Rails API Performance: Eliminating N+1 Queries and Strategic Caching

If you have ever watched a Rails API endpoint go from 50ms to 3 seconds as your dataset grows, you have almost certainly been bitten by an N+1 query. It is the single most common performance problem in Rails applications, and it gets worse in proportion to your data. An endpoint that returns 10 records with 3 associations makes 31 database queries instead of 4. Scale that to 100 records and you are making 301 queries per request.

The good news is that Rails provides excellent tools for fixing this. The bad news is that most developers only learn about them after their production database starts melting. This article covers the patterns that keep API response times fast: detecting and eliminating N+1 queries, applying multi-layer caching, and making your database do less work per request.

These are not theoretical exercises. At APIndicators, our API serves trading indicator predictions across hundreds of cryptocurrency pairs with sub-100ms response times. Every optimization described here comes from real production experience.

Understanding N+1 Queries

An N+1 query happens when your code loads a collection of records (1 query) and then accesses an association on each record individually (N queries). Here is a typical example in a trading platform context:

class Api::V1::OrdersController < ApplicationController
  def index
    orders = current_user.orders.limit(50)
    render json: orders.map { |order|
      {
        id: order.id,
        pair: order.pair.symbol,
        strategy: order.strategy.name,
        signals: order.signals.count
      }
    }
  end
end

This looks innocent, but it generates:

1 query for orders
50 queries for order.pair
50 queries for order.strategy
50 queries for order.signals.count

That is 151 queries for a single API call. Each query has overhead: network round-trip to the database, query parsing, execution planning, and result serialization. Even if each query takes 1ms, you are spending 150ms just on database overhead.

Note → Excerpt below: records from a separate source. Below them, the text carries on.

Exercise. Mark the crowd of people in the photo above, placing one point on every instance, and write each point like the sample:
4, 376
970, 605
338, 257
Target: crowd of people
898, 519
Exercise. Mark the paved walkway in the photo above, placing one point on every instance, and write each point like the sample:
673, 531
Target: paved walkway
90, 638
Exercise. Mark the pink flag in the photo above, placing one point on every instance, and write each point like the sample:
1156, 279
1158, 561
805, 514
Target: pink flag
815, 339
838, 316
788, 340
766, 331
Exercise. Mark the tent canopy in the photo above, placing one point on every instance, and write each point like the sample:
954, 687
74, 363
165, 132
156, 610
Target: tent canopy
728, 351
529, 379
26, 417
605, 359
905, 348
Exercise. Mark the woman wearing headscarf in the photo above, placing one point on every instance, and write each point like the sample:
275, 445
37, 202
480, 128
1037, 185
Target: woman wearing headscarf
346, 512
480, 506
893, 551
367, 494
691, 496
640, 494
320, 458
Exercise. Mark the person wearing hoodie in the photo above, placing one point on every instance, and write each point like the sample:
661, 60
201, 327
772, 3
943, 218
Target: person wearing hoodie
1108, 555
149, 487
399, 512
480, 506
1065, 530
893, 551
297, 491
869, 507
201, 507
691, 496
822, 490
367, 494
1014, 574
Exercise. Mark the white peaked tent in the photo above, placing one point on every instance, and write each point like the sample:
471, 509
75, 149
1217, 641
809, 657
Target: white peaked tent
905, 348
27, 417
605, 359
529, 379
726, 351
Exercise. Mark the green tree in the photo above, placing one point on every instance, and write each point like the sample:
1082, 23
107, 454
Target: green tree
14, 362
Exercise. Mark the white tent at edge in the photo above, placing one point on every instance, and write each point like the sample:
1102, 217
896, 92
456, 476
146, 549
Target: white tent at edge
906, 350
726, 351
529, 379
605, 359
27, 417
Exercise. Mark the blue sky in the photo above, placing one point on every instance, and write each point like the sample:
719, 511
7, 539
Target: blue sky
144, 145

Fixing N+1 with Eager Loading

Rails provides three methods for eager loading: includes, preload, and eager_load. Each has different behavior and use cases.

includes

The most common fix. Rails decides whether to use a separate query or a JOIN:

orders = current_user.orders
  .includes(:pair, :strategy, :signals)
  .limit(50)

This reduces 151 queries to 4 (one per table). Rails loads all associated records in batch queries using WHERE id IN (...).

preload

Forces separate queries. Use this when you want predictable query behavior or when a JOIN would create a cartesian product:

orders = current_user.orders
  .preload(:pair, :strategy)
  .limit(50)

eager_load

Forces a LEFT OUTER JOIN. Use this when you need to filter or sort by association attributes:

orders = current_user.orders
  .eager_load(:pair)
  .where(pairs: { quote_asset: "USDT" })
  .order("pairs.symbol ASC")
  .limit(50)

Nested Eager Loading

For deeply nested associations, use hash syntax:

orders = current_user.orders
  .includes(pair: :market_type, strategy: :indicators)
  .limit(50)

Detecting N+1 Queries Automatically

Relying on manual code review to catch N+1 queries is unreliable. Use the bullet gem to detect them automatically during development and testing.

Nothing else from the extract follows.